I have a pandas dataframe where cells in columns have multiple values and are separated by ';'. I'm trying to split the multiple values (in one cell) and create new rows for those that split off. Something like the example below:
> In: df
> Out:
| Year | State | Ingredient | Species |
| 1998 | CA | egg; pork | sp1;sp2 |
The result I am trying to achieve looks like this:
> In: df
> Out:
| Year | State | Ingredient | Species |
| 1998 | CA | egg | sp1 |
| 1998 | CA | egg | sp1 |
| 1998 | CA | pork | sp2 |
| 1998 | CA | pork | sp2 |
I have found a method to split the dataframe like this, but it only works once. The code I used is shown below:
sp = df['Species'].str.split(';', expand=True).stack().reset_index(level=1, drop=True)

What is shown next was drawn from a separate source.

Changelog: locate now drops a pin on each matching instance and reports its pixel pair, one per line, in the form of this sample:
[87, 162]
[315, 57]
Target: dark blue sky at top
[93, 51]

i = sp.index.get_level_values(0)
df1 = df.loc[i].copy()
df1['Species] = sp.values
When I execute this on the 'Species' column first, using the original dataframe (df), it works.
However, when I execute this code again on df1, trying to split up all the 'Ingredient', it gives me an error saying that length of value does not match length of index. As shown below:
fd = df1['Ingredient'].str.split(';', expand=True).stack().reset_index(level=1, drop=True)
j = fd.index.get_level_values(0)
df2 = df1.loc[j].copy()
df2['Ingredient'] = fd.values
I did many trials to find why it returns that error message to me, and I realized that when I execute this called again on df1 to create df2, it doubles the number of rows/index when I execute df2 = df1.loc[j].copy(). Therefore, giving me more rows than I need. However, if I substitute 'df1' with 'df' (the original dataframe) then this error doesn't appear and it works.
Is there a solution to fix this? Or is there any other way of splitting it?
Thank you.
ps. This is my first time posting on Stack Overflow, and I'm also new to Python. Sorry if the formatting is bad.